Был кое-кто из литературных знакомых, но мне не хотелось разговаривать ни с кем. Очень уж все это далеко от литературы. Цветаева навела меня на многие мысли, и что хорошо, мысли, имеющие отношение ко мне. Я так ясно чувствую свою противоположность ей. Во мне совершенно нет блеска.
Неотправленное письмо Марине Цветаевой
Многоуважаемая и многолюбимая Марина!
Часто, очень часто собиралась я написать Вам письмо. Когда душа раздражена и целый день занимаешься «не тем», и очень тяжелым «не тем», вечером возвращаешься домой (2 километра от станции, по берегу Марны), и нарочно, назло начинаешь думать, продолжая годы назад неначатое письмо Вам. Назло — судьбе, которая самым очевидным образом «не та». Чтобы Вы не поняли, надо было бы писать подробно: о шестом чувстве бумаги с детства, о стихах с шести лет, о Тарусе — уездном городе в три тысячи жителей, расположенном на берегу Оки, в котором я провела детство и где жили Вы. Вы приезжали туда на пароходе со станции «Ока», маленькой суетливой «Бабушке», или на «Владимире Святом». Или же со станции Тарусской, 17 верст на лошадях. Выезжая из Страховского леса, лошади разгонялись и к Оке подлетали во весь дух. Где Вы гуляли в Тарусе? Вдоль смирной речки Таруски, на Игнатьевской горе, где росли самые крупные ландыши, или ездили лодкой на Улайские обрывы над Окой, о которых ходили жуткие легенды — говорили, что и до сих пор там бродит разбойник Улай, лишенный за свои грехи смерти и предлагающий одиноким заблудившимся путникам поменяться с ним судьбой.[209]
(Вы бы с ним поменялись?).
Надо бы написать Вам также о Праге, о Мокропсах, о Еловищах. В Мокропсах я увидел Вас в первый раз. Мы ведь с Вами даже знакомы. Помню, шли вместе с какой-то компанией в заутрене на русскую Пасху. Вы шли не останавливаясь и говорили тоже не останавливаясь — то афоризмы, то парадоксы, по очереди, и получалось довольно надменно — говорили ни для кого, а просто потому что приходило в голову. Все это меня злило — мне казалось, что я могла бы достойно Вам ответить, но не решалась, и так и промолчала все время.
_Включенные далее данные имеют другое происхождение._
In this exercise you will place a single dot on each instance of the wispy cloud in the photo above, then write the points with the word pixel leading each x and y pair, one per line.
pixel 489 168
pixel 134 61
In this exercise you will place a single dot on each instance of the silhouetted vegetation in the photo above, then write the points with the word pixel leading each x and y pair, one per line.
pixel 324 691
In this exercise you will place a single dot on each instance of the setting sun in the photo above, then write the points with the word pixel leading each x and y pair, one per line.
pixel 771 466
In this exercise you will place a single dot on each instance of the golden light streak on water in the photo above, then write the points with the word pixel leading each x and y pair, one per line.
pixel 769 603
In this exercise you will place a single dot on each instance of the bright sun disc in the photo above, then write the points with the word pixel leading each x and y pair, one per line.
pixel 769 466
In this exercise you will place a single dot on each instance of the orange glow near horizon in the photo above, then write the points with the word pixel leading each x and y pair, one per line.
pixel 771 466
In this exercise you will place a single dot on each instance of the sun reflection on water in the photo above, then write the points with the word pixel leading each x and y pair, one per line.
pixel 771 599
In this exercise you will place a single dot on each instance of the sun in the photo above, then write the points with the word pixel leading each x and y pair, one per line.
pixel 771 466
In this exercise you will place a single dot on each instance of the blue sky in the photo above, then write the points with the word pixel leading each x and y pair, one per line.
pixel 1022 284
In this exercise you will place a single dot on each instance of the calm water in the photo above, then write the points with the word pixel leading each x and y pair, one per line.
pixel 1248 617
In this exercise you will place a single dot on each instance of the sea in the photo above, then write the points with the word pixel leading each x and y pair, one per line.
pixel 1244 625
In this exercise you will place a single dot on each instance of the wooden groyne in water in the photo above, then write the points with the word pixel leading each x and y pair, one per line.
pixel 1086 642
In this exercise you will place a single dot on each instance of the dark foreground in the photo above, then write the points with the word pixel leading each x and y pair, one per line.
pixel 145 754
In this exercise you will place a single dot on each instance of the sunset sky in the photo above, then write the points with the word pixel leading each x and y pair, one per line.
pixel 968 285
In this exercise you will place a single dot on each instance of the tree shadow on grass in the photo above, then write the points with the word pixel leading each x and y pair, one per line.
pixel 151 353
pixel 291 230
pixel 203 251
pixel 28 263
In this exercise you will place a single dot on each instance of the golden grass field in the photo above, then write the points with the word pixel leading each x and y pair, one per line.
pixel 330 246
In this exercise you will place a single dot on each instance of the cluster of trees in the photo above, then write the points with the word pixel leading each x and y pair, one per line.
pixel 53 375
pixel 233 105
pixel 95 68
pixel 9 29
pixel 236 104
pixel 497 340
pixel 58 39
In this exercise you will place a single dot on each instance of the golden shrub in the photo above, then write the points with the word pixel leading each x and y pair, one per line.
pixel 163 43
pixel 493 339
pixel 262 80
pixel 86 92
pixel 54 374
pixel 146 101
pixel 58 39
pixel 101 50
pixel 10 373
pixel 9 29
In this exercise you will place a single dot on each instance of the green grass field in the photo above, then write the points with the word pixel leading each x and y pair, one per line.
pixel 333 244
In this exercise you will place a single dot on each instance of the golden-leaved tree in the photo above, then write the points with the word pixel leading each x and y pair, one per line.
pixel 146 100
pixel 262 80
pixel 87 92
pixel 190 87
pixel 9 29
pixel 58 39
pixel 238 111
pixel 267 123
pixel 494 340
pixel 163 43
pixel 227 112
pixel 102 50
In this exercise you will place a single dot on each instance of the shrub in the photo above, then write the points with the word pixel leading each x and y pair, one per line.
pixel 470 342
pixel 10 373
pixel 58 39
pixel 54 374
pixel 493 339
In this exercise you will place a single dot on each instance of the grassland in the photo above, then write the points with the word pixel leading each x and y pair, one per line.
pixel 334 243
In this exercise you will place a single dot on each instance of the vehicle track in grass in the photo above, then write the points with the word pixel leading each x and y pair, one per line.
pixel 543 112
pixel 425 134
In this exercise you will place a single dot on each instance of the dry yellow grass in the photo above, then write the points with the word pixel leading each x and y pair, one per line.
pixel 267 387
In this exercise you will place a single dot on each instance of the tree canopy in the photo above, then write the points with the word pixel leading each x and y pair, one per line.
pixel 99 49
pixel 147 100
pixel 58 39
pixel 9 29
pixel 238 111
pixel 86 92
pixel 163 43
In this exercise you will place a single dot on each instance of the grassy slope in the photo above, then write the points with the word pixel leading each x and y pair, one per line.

Впрочем, самый первый раз я видела Вас на вечере «Скита поэтов», где Вы читали свои стихи. Вы мне не понравились, то есть, Вы были не такая, какой я требовала быть поэтессе. Но стихи Вы читали хорошо, и если Вы оказались не такой, как мне хотелось, то все же очень интересной, может быть, даже интересней, чем я могла бы придумать.
В Земгоровской столовой, помещавшейся в каком-то подвале (впрочем, с зеркальными стенами), я встречалась с моим другом — как и я, студенткой-химичкой. Я не только писала стихи, я жила ими. Прочитанная строчка давала оттенок ближайшим дням. Словесный орнамент становился символом и маячил над неделями. То Блок, то Пастернак, то Мандельштам, то Белый, то Вы. Тогда для меня звучали все поэты, даже самые бесталанные — я угадывала, что у них дрожало в душе, то, что у них не удавалось, а иногда это интереснее удавшегося.